Les bénéfices réinvestis des entreprises étrangères baissent depuis 2010

Le montant des bénéfices réinvestis en 2014 rebondit de 13%, mais le mouvement général est à  la baisse. En parallèle, les transferts de dividendes sont en hausse quasi constante depuis 2007.

Après le pic de 2010 avec 5,5 milliards de DH, les bénéfices réinvestis des sociétés étrangères opérant au Maroc diminuent chaque année pour s’établir à 3,5 milliards de DH en 2014. Ce montant représente une hausse de 13% par rapport à 2013, mais une baisse de 36,4% par rapport à 2010 (voir graphe).

 La raison principale de ce recul des bénéfices réinvestis semble liée directement à la hausse des dividendes transférés vers les sociétés mères. En 2014, par exemple, le montant des transferts de dividendes s’élève à 14,7 milliards de DH, contre 8,7 milliards de DH en 2010. C’est à peu de choses près (14,6 milliards) le même montant qui a été transféré en 2012. En 2013, les dividendes transférés ont baissé à 7 milliards, et c’est à peu près la seule année, depuis 2007, où l’on observe une diminution dans le mouvement des transferts. Dans ces conditions, le volume des bénéfices réinvestis ne peut que rétrécir. Mais tout est relatif.

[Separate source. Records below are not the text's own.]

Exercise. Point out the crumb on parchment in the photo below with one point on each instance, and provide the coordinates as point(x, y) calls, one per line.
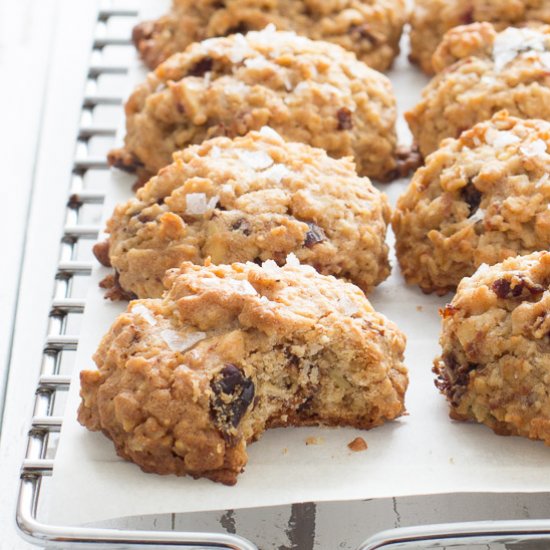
point(358, 444)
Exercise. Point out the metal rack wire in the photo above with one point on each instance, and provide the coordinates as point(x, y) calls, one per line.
point(53, 382)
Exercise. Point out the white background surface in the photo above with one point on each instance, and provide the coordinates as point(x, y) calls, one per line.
point(27, 32)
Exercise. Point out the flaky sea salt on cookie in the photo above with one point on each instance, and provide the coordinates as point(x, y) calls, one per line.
point(308, 91)
point(481, 71)
point(185, 382)
point(431, 19)
point(495, 362)
point(254, 198)
point(479, 199)
point(370, 28)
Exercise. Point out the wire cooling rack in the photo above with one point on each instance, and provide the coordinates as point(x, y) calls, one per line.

Il faut s’attendre à un accroissement continu du volume des dividendes transférés

Auparavant, ceux-ci n’atteignaient même pas le milliard de DH : 450 millions de DH en 2008, 940 millions de DH en 2007, à titre d’exemple.

Quoi qu’il en soit, l’augmentation des revenus des investissements directs étrangers, qu’ils soient réinvestis ou transférés sous forme de dividendes, illustre non seulement l’importance du stock des investissements directs étrangers au Maroc, mais également la bonne santé des sociétés concernées (considérées de façon globale). Selon l’Office des changes en effet, l’encours des investissements directs étrangers au Maroc s’élève, à fin 2014, à 467,2 milliards de DH. C’est énorme lorsqu’on met ce montant face à celui des investissements directs du Maroc à l’étranger : 37,9 milliards de DH. Il en résulte, à ce titre, un déficit de la position financière extérieure globale du Maroc de 429,25 milliards de DH à la même date. Moyennant quoi, la hausse du niveau des dividendes paraît normale, sachant que le réinvestissement d’une partie des bénéfices ne peut pas suivre un trend haussier indéfini.

Avec un tel stock d’investissements directs étrangers – et qui est sans doute appelé à augmenter vu que le Maroc est parmi les premiers récipiendaires d’IDE en Afrique – il faut s’attendre à un accroissement continu du volume des dividendes transférés n S.A.